Zeese: What is the impact of the Iraq war on security? Is it undermining terrorist networks or expanding them? Is it going to have any impact on security in the United States, or will it keep the terrorists fighting us on foreign soil as the president claims?
Leaver: While no Iraqi terror threat previously existed before the president led our nation to war, a National Intelligence Officer for Transnational Threats at the CIA said in January 2005 that the Iraq war has now provided terrorists with "a training ground, a recruitment ground, the opportunity for enhancing technical skills." Others at the CIA agree. A May 2005 assessment says Iraq may prove to be an even more effective training ground for Islamic extremists than Afghanistan was.

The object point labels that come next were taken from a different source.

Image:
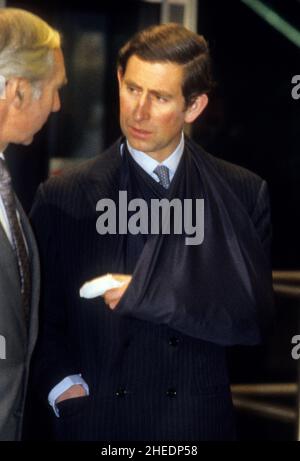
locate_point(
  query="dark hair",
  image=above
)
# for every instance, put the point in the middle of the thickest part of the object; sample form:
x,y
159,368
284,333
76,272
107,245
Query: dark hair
x,y
173,43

Experts from the nonpartisan London think tank Chatham House wrote in July 2005, "[The Iraq War] gave a boost to the al-Qaeda network’s propaganda, recruitment and fundraising, caused a major split in the coalition, provided an ideal targeting and training area for al-Qaeda-linked terrorists and deflected resources and assistance that could have been deployed to assist the Karzai government and to bring bin Laden to justice."
While foreign fighters are seen as the most violent groups in Iraq, their numbers have been estimated to be around 1,000 out of a resistance ranging between 16,000 and 40,000. Instead of being long-term mercenaries, new investigations by the Saudi Arabian government and an Israeli think tank found that the majority of foreign fighters are not former terrorists and instead became radicalized by the war itself a troubling statistic given that according to the Bush administration, one major goal of this war is to stem future terrorism.
Coupled with what we’ve seen in the aftermath of the hurricane, the Iraq war has clearly made us less safe, at home and abroad.